The vector_primer files store the data for each vector/primer pair combination as a single record (line) and any number of records can be contained in a file. The items on each line must be separated by spaces or tabs (obviously this precludes the inclusion of items containing spaces and tabs) and a newline character ends the record. The items in a record are:
name, seq_r, seq_f, offset_r, offset_f, offset_c, file_name
name is an arbitrary record name. seq_r is the sequence between the reverse primer and the cloning site. seq_f is the sequence between the forward primer and the cloning site. offset_r is the number of bases between the end of the reverse primer and the cloning site. offset_f is the number of bases between the end of the forward primer and the cloning site. offset_c is the number of the base to the right of the cloning site. file_name is the name of the file containing the complete vector sequence.
An example file containing three entries (for m13mp18, a vector called f1, and a simplied m13 record) is shown below. "\" symbols have been used to denote wrapped lines and so it can be seen that the first record is shown on three lines, the next on 1, and the last on two. To try to achieve clarity a blank line has been introduced between each record but should not be included in real data files, and as stated above, real files must contain all the data for each entry on a single line.
m13mp18-20-21 tcacacaggaaacagctatgaccatgattacgaattcgagctcggtaccc \ ggggatcctctagagtcgacctgcaggcatgcaagcttggc -24 41 6249 \ /pubseq/tables/vectors/m13mp18.seq f1 CCGGGAATTCGCGGCCGCGTCGACT CTAGACTCGAGTTATGCATGCA -65 27 572 af_clones_vec 1 tcacacaggaaacagctatgaccatgattacgaattcgagctcggtaccc \ ggggatcctctagagtcgacctgcaggcatgcaagcttggc 1 1 1 1
Refer to the figure below, which contains an annotated section of the m13mp18 vector around the SmaI site, to see how it corresponds to the first record in the vector_primer file. The primers shown are the 16mer reverse(-21) and the 17mer forward(-20).
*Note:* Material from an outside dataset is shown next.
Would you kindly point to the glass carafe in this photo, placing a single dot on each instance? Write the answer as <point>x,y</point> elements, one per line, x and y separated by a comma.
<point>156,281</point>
SmaI ++++++++++10+ ----20--------10-------- 123456789012 r(-21) 432109876543210987654321 aacagctatgaccatg acacaggaaacagctatgaccatgattacgaattcgagctcggtacccggggatcctcta 6210 6220 6230 6240 6250 6260 +++++++20++++++++30++++++++40 34567890123456789012345678901 f(-20) tgaccggcagcaaaatg gagtcgacctgcaggcatgcaagcttggcactggccgtcgttttacaacgtcgtgactgg 6270 6280 6290 6300 6310 6320
It is important to realise that while at present only the segments of sequence in the primer_vector file are used by vector_clip, the other items have been included in case they were needed in the future, and all items must be included in each record. We will provide a program to make it easy to add items to primer_vector files soon, but at present, as is shown in the third record, dummy values can be used for all the extra items in a record. (it is important that the dummy items are of the correct types, so as shown they can all be replaced by 1's).
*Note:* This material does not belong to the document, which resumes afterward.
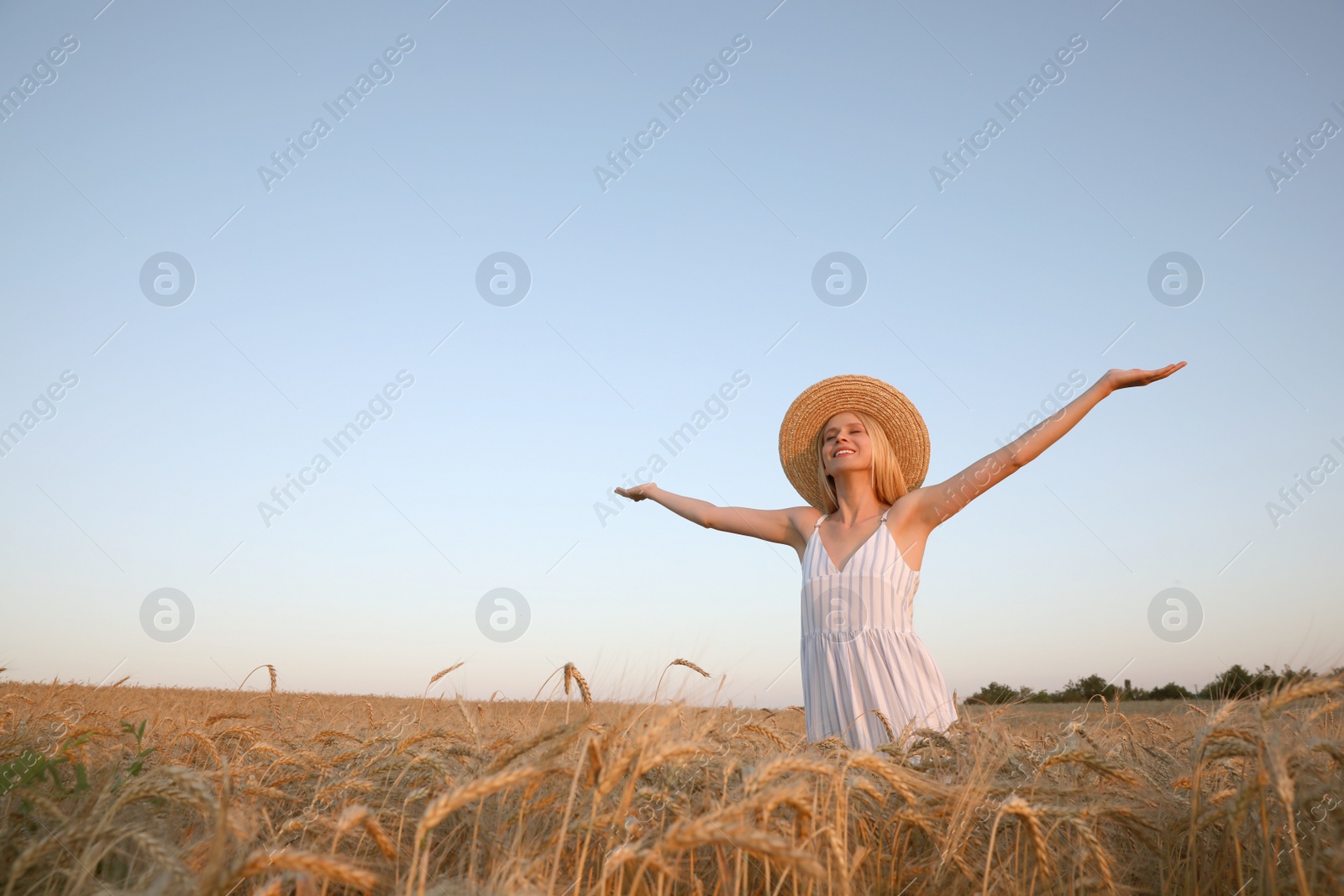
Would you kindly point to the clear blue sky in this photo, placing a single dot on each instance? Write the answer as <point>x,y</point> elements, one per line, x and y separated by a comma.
<point>648,291</point>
There are several consequences of using vector_primer files to specify the sequencing vector details.
Firstly, to get the vector segments of readings marked correctly it will no longer be necessary to include the relevant data in their experiment files, but because gap4 needs the primer type data for read-pair analysis, it is strongly recommended that for sequence assembly projects the data is included. (Note in the future we could use the new mode to discover the correct primer-cloning site combination and use vector_clip to add the information to the experiment file. In fact when analysing data using the new mode we have come across examples of experiment files which specify the primer type and vector incorrectly, presumably due to the misnaming of readings.)
Secondly, because vector_clip compares all the primer-vector pairs in the primer_vector file it would be inefficient to include very large numbers of records in these files. Instead it would be better to have a master vector_primer file which contained all the combinations used in the lab and then to copy the relevant ones to project specific files.
Thirdly, the new mode cannot be used for searching the 3' ends of readings for matches when primer walking. i.e. because the 5' end will not match any of the vector segments the program would not know which data to use for the 3' end search.
One intention of the new method was to avoid users having to work out the cloning site and primer site positions but until we have written the simple program to create primer_vector file records, this will have to continue. Once that is done we can use vector_clip to discover the cloning site and primer information and add it to the experiment files for use by gap4. (Hence the extra fields in the primer_vector file).